Tibetan Beef and Sichuan Peppercorn Dumplings

My favorite cookbook is definitely, “Asian Dumplings,” by Andrea Nguyen.  I’ve yet to make anything I didn’t like, and some of them I really love.  They are great to share with friends!  We had a great time with our friends for a dumplings, ramen, and games night, and this was one of the meat dumplings I made.  I really enjoyed it…different than the pork dumplings I’m used to, and very interesting!  These are called Sha Momo, and I highly recommend you check them out, as well as the entire book!   Forgive the photo – it was post-steaming and it was…well, steamy. 😉

photo 1 (3)

  • 3/4 pound ground beef (preferably chuck), coarsely chopped to loosen
  • 1/2 cup finely chopped yellow onion
  • 1/3 cup chopped Chinese chives or scallions (white and green parts)
  • 2-1/2 tablespoons minced fresh ginger
  • 3 cloves garlic, minced and crushed into a paste
  • 1 teaspoon salt
  • 3/4 teaspoon Sichuan peppercorn, toasted in a dry skillet for 2 to 3 minutes, until fragrant, then crushed with a mortar and pestle
  • 2 tablespoons canola oil
  • 6 tablespoons water

To make the filling, combine the beef, onion, Chinese chives, ginger, and garlic in a bowl. Use a fork or spatula to stir and lightly mash the ingredients together.

Stir together the salt, Sichuan peppercorn, oil, and water in a small bowl. Pour over the meat mixture and then stir with the fork or spatula to blend well. There should not be any visible large chunks of meat. To develop the flavors, cover with plastic wrap and set aside at room temperature for 30 minutes. Makes about 2 cups. (The filling can be prepared 1 day ahead and refrigerated. Bring it to room temperature before assembling the dumplings.)

Before assembling the dumplings, line steamer trays and/or a baking sheet with parchment paper. (If you are making the dumplings in advance, or plan to freeze them, lightly dust the paper with flour to avoid sticking.) For each dumpling, hold a wrapper in a slightly cupped hand. Scoop up about 1 tablespoon of filling with a bamboo dumpling spatula, dinner knife, or fork and position it in the center of the wrapper, pressing and shaping it into a mound and keeping about 1/2- to 3/4-inch wrapper clear on all sides.

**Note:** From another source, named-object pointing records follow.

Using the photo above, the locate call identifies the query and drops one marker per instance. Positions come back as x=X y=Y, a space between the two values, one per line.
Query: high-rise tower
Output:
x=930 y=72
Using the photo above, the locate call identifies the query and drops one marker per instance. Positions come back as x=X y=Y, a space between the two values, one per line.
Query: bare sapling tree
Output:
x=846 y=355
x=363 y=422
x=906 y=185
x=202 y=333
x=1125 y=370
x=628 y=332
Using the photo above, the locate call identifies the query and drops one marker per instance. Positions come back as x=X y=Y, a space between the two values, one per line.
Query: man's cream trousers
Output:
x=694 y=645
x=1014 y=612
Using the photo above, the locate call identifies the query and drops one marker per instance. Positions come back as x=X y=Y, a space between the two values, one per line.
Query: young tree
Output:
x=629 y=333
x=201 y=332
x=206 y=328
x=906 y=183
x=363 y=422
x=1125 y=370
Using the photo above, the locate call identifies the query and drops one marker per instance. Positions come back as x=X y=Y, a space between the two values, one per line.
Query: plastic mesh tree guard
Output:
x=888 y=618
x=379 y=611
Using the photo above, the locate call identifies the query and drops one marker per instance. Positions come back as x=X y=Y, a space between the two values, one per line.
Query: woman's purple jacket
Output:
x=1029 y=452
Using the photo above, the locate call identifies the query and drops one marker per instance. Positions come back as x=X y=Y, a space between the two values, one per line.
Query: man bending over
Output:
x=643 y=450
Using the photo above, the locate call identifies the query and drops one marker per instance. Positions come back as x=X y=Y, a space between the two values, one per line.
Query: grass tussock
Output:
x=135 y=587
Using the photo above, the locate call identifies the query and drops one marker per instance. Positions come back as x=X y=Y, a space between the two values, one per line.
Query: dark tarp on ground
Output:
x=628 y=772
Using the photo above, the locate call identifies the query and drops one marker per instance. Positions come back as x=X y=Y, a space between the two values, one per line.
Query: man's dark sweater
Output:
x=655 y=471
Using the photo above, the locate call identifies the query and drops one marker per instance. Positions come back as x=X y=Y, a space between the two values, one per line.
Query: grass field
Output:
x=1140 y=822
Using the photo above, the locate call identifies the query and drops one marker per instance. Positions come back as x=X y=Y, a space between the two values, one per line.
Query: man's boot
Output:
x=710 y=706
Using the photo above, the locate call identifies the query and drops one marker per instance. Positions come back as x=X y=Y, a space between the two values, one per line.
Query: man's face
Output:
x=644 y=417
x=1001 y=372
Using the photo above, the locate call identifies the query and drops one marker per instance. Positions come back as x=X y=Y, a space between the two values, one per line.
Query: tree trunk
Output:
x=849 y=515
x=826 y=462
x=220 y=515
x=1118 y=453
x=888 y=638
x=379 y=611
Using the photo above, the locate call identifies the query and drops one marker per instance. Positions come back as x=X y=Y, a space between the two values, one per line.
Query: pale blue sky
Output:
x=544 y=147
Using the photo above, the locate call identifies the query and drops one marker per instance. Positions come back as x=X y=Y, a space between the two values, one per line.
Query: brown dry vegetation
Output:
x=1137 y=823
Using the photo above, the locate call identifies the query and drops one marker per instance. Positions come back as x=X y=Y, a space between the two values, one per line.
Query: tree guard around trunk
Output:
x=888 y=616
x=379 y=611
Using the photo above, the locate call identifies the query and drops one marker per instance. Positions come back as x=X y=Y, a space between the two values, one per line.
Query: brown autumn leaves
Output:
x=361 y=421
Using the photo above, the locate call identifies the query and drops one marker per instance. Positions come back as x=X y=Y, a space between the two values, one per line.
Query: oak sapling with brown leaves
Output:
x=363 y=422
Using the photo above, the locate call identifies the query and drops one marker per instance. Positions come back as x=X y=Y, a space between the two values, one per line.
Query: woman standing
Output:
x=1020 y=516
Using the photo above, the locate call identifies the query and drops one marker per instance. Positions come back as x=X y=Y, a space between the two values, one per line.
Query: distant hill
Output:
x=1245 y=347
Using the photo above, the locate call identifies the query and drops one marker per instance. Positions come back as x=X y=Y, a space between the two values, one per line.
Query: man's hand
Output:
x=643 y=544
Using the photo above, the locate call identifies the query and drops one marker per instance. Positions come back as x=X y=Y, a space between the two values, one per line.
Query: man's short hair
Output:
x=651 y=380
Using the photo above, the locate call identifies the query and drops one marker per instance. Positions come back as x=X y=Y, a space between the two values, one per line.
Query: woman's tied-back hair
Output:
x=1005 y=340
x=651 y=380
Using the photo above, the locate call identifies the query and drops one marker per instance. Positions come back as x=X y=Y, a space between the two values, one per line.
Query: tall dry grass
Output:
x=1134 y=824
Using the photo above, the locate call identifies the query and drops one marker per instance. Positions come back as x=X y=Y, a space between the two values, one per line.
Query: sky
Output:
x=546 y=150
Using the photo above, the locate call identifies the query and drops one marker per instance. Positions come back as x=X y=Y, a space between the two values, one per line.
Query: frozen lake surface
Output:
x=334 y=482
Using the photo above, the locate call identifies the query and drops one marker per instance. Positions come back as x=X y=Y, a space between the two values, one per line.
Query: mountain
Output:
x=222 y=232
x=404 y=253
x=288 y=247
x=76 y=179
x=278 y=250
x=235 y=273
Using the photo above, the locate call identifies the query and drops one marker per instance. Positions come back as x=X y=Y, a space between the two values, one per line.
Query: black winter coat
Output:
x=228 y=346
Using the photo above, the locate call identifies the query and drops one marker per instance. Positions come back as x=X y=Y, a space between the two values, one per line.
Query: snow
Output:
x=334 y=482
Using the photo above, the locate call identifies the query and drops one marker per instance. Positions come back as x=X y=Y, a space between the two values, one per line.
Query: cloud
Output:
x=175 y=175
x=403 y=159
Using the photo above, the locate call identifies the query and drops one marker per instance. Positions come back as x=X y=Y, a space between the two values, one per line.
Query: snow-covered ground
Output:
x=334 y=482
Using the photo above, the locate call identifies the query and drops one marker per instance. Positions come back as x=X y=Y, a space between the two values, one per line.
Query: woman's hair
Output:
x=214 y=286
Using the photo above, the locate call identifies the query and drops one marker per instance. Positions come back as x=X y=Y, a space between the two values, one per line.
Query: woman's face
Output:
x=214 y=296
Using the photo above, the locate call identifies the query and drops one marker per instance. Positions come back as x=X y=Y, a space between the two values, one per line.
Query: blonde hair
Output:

Use your fingers to pleat and pinch the edge together to enclose the filling and form a closed satchel, or simply fold over to form a half-moon. If you are steaming right away, place each finished dumpling in a steamer tray, sealed side up, and 1 inch away from the edge if you are using metal steamers. Repeat with the remaining wrappers, placing them in the steamer about 1/2 inch apart. If you don’t have enough space on your steamer trays to steam all the dumplings at once, or if you are not steaming them right away, place the waiting ones on the prepared baking sheet, spaced a good 1/2 inch apart.

Assembled dumplings can be covered with plastic wrap, refrigerated for several hours, and cooked straight from the refrigerator. Or, freeze them on the baking sheet until hard (about 1 hour), transfer them to a zip-top plastic bag, pressing out excess air before sealing, and keep them frozen for up to 1 month; partially thaw, using your finger to smooth over any cracks that may have formed, before steaming.

To cook, steam the dumplings over boiling water for about 8 minutes, or until they have puffed slightly and become somewhat translucent. Remove each tray and place it atop a serving plate.

Serve immediately with the sauce in a communal bowl. Eat these with fork and spoon on a dish to catch all the juices. Put a little sauce inside the dumpling after you’ve taken a bite and sucked out the juices.